What Texas Health is staking on those scores is a benefits package built to attract and keep clinical talent in a market where competition for nurses and support staff is intense. Chief People Officer Carla Dawson has highlighted investments that include tuition reimbursement, student loan repayment, paid parental leave, 401(k) matching, leadership development programs, and mental health resources that span both a dedicated app and in-person counseling sessions. That last item carries particular weight: national healthcare burnout research has consistently identified untreated mental health strain as one of the top drivers of nurse turnover.
CEO Barclay Berdan, FACHE, tied the consecutive appearances on the list directly to the employees who completed the surveys. "We're proud to be recognized for a culture that is grounded in respect and support for our people and for our sustained ranking on this list thanks directly to the feedback from our employees," Berdan said.

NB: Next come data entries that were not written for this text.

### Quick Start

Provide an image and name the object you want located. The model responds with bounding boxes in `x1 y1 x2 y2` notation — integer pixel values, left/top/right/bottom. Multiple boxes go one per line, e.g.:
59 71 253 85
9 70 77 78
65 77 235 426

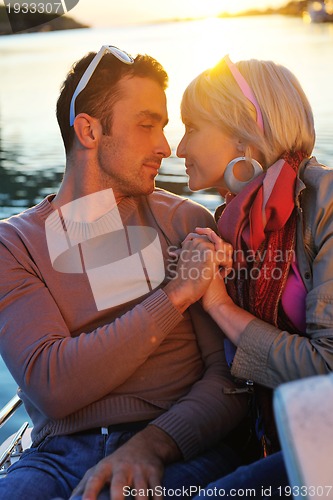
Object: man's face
99 77 171 197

The 12-year streak carries real weight in recruitment conversations. Health systems that can point to more than a decade of third-party cultural validation hold a measurable edge when courting graduating nurses or physicians weighing multiple offers. For Rockwall County, where population growth has consistently outpaced healthcare infrastructure, drawing and retaining qualified staff at area facilities carries direct consequences for access and wait times.
The gap between a favorable employer survey and a patient's experience in a waiting room is nonetheless real. The Fortune ranking signals that employees, system-wide, report positive conditions. It does not guarantee that every facility serving Rockwall County has reached full staffing capacity or eliminated access delays. Decisions about facility expansion, new service lines, and local hiring targets remain operational matters shaped by market demand rather than ranking cycles.
Texas Health Resources, a faith-based nonprofit, covers 16 counties and more than 8 million people across North Texas. Ranked as high as No. 7 on the same list in 2021, the organization has now appeared 12 times without interruption. Whether the culture Berdan and Dawson have built in Arlington reaches individual frontline workers at specific Rockwall-area facilities is a question that only staff and patients at those locations can fully answer.